Listen to this article
Loading audio...
Patients were knowingly exposed to the risks of infections of HIV and Hepatitis B and C, which were known well before most patients were treated and the disaster could have and should have been avoided, according to to the findings of the inquiry, chaired by Sir Brian Langstaff.
Sir Brian Langstaff, said in the report: "Standing back, and viewing the response of the NHS and of government overall, the answer to the question 'was there a cover-up' is that there has been.
"Not in the sense of a handful of people plotting in an orchestrated conspiracy to mislead, but in a way that was more subtle, more pervasive and more chilling in its implications.
"In this way there has been a hiding of much of the truth."
The inquiry found documents were deliberately destroyed, and evidence central to the HIV litigation of 1989 was thin on the ground, and minutes and background papers from the Advisory Committee on the Virological Safety of Blood (ACVSB) were lost or destroyed with no explanation.

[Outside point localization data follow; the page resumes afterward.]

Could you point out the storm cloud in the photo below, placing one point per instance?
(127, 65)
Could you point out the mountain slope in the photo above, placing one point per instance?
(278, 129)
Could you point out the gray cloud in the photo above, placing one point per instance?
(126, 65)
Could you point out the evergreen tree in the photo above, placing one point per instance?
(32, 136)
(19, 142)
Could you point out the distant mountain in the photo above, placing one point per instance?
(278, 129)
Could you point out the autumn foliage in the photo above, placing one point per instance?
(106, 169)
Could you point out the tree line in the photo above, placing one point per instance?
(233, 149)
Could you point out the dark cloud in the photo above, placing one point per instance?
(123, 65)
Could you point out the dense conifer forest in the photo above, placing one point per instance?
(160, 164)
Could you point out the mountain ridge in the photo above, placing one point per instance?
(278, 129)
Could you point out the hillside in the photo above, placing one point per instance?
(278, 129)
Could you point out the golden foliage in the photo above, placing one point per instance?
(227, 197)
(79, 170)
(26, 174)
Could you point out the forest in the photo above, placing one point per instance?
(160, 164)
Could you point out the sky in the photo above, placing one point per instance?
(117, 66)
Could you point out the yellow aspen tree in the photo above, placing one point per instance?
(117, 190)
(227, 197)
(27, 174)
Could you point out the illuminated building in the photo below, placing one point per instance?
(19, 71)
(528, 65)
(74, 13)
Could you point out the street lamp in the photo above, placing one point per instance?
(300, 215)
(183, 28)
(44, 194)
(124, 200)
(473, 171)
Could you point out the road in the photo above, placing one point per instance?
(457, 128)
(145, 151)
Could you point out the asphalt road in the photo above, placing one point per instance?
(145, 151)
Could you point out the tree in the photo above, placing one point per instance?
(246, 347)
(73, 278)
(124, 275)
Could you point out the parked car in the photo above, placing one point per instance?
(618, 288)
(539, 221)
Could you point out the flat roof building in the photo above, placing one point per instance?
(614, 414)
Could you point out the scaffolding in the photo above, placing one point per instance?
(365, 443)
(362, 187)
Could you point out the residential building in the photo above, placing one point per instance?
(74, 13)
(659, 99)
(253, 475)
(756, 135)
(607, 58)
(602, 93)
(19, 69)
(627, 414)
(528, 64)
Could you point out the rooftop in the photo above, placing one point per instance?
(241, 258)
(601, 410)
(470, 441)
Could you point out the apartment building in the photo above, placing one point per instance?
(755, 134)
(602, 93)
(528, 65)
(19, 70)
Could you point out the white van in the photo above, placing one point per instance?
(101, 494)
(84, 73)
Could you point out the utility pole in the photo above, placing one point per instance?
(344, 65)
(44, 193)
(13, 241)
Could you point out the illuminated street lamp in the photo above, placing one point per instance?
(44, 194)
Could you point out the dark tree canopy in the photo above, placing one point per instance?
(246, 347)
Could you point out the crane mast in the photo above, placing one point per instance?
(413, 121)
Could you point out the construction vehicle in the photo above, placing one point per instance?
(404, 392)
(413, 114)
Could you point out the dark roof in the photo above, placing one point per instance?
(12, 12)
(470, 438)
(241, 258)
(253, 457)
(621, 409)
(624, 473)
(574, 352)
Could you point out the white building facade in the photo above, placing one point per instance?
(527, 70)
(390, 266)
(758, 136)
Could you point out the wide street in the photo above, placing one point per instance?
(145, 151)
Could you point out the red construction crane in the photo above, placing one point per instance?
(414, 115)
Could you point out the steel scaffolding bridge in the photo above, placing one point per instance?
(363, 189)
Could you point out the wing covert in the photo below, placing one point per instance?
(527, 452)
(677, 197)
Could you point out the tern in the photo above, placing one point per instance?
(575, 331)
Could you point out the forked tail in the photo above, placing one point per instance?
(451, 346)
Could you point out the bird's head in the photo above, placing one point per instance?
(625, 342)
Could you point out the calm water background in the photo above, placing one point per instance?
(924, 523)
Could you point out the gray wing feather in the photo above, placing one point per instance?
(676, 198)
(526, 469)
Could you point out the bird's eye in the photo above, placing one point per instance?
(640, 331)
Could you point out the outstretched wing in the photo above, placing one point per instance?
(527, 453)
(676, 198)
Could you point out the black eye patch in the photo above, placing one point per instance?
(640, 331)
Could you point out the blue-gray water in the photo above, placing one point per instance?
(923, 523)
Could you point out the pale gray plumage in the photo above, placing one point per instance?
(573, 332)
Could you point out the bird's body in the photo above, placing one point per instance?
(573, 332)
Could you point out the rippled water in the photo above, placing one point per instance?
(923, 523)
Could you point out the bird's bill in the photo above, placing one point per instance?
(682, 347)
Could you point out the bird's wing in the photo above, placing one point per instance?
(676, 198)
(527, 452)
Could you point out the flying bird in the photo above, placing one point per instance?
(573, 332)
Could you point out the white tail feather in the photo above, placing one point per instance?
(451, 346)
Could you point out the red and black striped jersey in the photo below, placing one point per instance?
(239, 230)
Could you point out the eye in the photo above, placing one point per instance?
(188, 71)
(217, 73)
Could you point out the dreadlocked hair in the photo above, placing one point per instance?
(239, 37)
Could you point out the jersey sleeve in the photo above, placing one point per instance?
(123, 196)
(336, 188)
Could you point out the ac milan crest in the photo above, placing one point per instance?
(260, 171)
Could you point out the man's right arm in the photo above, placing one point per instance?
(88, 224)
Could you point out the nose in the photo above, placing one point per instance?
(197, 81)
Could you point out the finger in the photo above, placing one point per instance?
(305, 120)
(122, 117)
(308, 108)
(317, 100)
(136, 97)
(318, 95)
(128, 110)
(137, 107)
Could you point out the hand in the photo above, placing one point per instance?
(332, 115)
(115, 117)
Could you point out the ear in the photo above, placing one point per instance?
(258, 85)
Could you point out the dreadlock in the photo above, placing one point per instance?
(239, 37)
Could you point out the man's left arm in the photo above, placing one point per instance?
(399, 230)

According to the report, there was a deliberate decision to destroy Department of Health files which contained material dealing with delays in the introduction of screening blood donations for hepatitis C.
The files, which related to decision-making of the ACVSB, were marked for destruction in 1993.
"The destruction was not an accident, nor the result of flood, fire or vermin," Sir Brian wrote.
"The immediate reason for destruction was human choice. Someone, for some reason, had chosen to have those documents destroyed."
Research was conducted on patients with haemophilia, including children, without their knowledge or consent.
Children at Treloar’s College, a specialist school for disabled young people where 75 people died, were treated with multiple, riskier, commercial concentrates in a ‘preventative’ manner when it was not necessary, and they were used as objects for research.
The inquiry also found a litany of failures from government, which had full knowledge from early 1975 that blood was being collected from prisoners in almost all transfusion centres in the UK, but there was no action taken to stop or even discourage it.
Successive governments refused to admit responsibility and showed little interest in finding the truth by listening to those infected and taking action - in order to save face and save money.
Inquiry chair Sir Brian Langstaff said the chief responsibility lies with successive governments, and a compensation scheme must be set up now.
He said it was wrong for the government to insist on waiting for the final publication of this report to provide a proper response.
Prime Minister Rishi Sunak is widely expected to issue an apology following the publication of the report, which will lay bare the scale of the failings.
Tens of thousands of people in the UK were infected with deadly viruses after they were given contaminated blood and blood products between the 1970s and early 1990s.
These include people who needed blood transfusions for accidents, in surgery or during childbirth, and patients with certain blood disorders who were treated with donated blood plasma products or blood transfusions.
Some 3,000 people have died and others have been left with lifelong health complications after being infected with viruses including hepatitis C and HIV.
It has been estimated that one person dies as a result of infected blood every four days.
The inquiry was first announced by former prime minister Theresa May in 2017, with the first official hearing held on April 20 2019.